NOVA’s counterclaim was dismissed. In assessing Dow’s claims, Justice Romaine found no justification in the parties’ agreements for NOVA’s ethane allocation scheme, by which NOVA had claimed a shortage of ethane, purported to ration ethane among E3 and its own two plants, and then allocated the total ethylene production among the three plants.
Noting that several witnesses had conceded that NOVA had always had enough ethane to run E3 at full capacity, she found that NOVA’s conduct amounted to conversion and ruled that NOVA had failed to “act honestly and in good faith and in accordance with the provisions” of the agreements. She found that NOVA “ran E3, not to optimize production of Product, but to optimize NOVA’s profit and ... the entire Joffre Site.”

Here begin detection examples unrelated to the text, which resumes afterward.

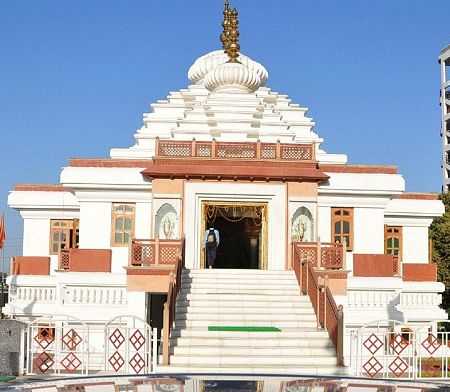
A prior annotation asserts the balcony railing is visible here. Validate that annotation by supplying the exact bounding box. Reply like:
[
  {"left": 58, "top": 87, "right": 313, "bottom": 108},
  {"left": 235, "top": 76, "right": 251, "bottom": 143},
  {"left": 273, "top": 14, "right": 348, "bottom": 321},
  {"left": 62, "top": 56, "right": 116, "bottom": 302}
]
[
  {"left": 59, "top": 249, "right": 111, "bottom": 272},
  {"left": 292, "top": 242, "right": 346, "bottom": 269},
  {"left": 156, "top": 139, "right": 315, "bottom": 162},
  {"left": 353, "top": 253, "right": 402, "bottom": 278},
  {"left": 129, "top": 239, "right": 184, "bottom": 267}
]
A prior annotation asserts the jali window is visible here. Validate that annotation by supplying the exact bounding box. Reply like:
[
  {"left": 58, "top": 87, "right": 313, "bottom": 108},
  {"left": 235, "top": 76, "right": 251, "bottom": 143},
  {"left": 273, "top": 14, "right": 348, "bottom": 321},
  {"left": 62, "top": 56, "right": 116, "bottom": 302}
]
[
  {"left": 331, "top": 208, "right": 353, "bottom": 250},
  {"left": 111, "top": 204, "right": 135, "bottom": 246},
  {"left": 50, "top": 219, "right": 80, "bottom": 255},
  {"left": 384, "top": 226, "right": 402, "bottom": 257}
]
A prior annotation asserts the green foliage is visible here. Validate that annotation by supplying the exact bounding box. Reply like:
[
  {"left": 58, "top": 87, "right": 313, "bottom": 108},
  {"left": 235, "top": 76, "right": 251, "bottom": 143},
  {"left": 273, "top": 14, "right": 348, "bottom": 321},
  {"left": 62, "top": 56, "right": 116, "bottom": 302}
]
[{"left": 430, "top": 193, "right": 450, "bottom": 312}]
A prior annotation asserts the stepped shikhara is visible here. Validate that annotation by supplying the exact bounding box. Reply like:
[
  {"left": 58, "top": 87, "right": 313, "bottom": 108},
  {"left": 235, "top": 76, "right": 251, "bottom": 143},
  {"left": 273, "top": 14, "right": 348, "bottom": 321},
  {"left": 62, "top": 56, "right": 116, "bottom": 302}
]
[{"left": 3, "top": 2, "right": 450, "bottom": 377}]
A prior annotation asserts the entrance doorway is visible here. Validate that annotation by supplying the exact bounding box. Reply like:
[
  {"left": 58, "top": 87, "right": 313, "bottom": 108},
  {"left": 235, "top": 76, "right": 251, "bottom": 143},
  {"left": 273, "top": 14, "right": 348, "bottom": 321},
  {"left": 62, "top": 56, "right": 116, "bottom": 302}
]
[{"left": 201, "top": 202, "right": 267, "bottom": 269}]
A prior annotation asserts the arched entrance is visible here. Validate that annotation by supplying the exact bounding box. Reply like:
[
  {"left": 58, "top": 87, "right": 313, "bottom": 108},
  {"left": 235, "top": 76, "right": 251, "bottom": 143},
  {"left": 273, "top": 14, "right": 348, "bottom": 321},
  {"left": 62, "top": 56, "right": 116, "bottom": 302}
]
[{"left": 200, "top": 201, "right": 267, "bottom": 269}]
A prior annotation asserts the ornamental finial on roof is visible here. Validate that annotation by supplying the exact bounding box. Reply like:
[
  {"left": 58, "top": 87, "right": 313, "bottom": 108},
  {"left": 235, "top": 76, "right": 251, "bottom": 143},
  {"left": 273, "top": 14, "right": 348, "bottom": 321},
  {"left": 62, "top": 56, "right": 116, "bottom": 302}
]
[
  {"left": 220, "top": 0, "right": 231, "bottom": 53},
  {"left": 220, "top": 0, "right": 241, "bottom": 63}
]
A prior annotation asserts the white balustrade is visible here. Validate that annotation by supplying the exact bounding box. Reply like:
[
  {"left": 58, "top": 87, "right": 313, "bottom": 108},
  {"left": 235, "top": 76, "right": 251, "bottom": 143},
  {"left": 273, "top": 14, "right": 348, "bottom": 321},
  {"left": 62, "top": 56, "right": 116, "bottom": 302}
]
[
  {"left": 400, "top": 292, "right": 442, "bottom": 308},
  {"left": 63, "top": 285, "right": 128, "bottom": 305},
  {"left": 9, "top": 286, "right": 56, "bottom": 304},
  {"left": 347, "top": 289, "right": 398, "bottom": 309}
]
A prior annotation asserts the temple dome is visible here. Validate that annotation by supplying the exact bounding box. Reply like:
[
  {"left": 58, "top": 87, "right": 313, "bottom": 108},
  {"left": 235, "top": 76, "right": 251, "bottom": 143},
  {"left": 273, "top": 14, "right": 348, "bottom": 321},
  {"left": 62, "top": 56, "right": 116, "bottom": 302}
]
[
  {"left": 188, "top": 50, "right": 269, "bottom": 86},
  {"left": 204, "top": 63, "right": 262, "bottom": 93}
]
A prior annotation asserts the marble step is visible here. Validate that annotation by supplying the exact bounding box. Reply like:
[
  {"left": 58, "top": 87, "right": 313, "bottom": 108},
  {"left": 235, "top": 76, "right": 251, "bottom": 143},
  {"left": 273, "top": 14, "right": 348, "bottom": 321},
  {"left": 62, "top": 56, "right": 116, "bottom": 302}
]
[
  {"left": 180, "top": 284, "right": 300, "bottom": 295},
  {"left": 170, "top": 354, "right": 337, "bottom": 367},
  {"left": 172, "top": 342, "right": 336, "bottom": 357},
  {"left": 157, "top": 364, "right": 349, "bottom": 377},
  {"left": 175, "top": 318, "right": 317, "bottom": 329},
  {"left": 182, "top": 274, "right": 297, "bottom": 283},
  {"left": 182, "top": 280, "right": 300, "bottom": 291},
  {"left": 171, "top": 325, "right": 329, "bottom": 340},
  {"left": 175, "top": 311, "right": 316, "bottom": 325},
  {"left": 177, "top": 296, "right": 312, "bottom": 312},
  {"left": 178, "top": 290, "right": 309, "bottom": 303},
  {"left": 176, "top": 302, "right": 315, "bottom": 315},
  {"left": 183, "top": 268, "right": 295, "bottom": 278},
  {"left": 171, "top": 334, "right": 334, "bottom": 350}
]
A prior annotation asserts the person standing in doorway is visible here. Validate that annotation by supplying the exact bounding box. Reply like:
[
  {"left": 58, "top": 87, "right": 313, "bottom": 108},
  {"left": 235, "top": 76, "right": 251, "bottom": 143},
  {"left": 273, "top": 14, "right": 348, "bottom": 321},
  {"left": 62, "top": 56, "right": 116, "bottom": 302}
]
[{"left": 205, "top": 227, "right": 220, "bottom": 269}]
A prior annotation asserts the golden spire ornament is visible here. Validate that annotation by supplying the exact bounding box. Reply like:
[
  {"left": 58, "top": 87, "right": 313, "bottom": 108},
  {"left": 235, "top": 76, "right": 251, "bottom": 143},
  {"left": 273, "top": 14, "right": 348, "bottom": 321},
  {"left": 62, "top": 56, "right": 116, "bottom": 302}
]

Although NOVA had argued that various mechanical difficulties had limited production, Justice Romaine disagreed. NOVA also argued that it had not acted with “gross negligence” or “wilful misconduct,” but the judge found that NOVA’s failure to run E3 to capacity and its conversion of Dow’s E3 ethylene had been deliberate, or at best had shown an “utter disregard for harmful, foreseeable and avoidable consequences.”
The decision is believed to be the largest award for damages in the history of Alberta.
Bennett Jones LLP acted as lead trial counsel for Dow, with a team that included Blair Yorke Slader, QC, April Grosse, Russell Kruger, Desislava Docheva and Ciara Mackey, with assistance from Barry Crump and Scott Tallman of Burnet, Duckworth & Palmer LLP, and Randall Hofley, Kevin MacDonald and Micah Wood of Blake, Cassels & Graydon LLP.
NOVA was represented by William Kenny, QC, Sean Kelly and Fergus Schappert of Miller Thomson LLP, Colin Feasby and Tamara Prince of Osler, Hoskin & Harcourt LLP, and Mary Comeau and Bryan Walker of Norton Rose Fulbright Canada LLP.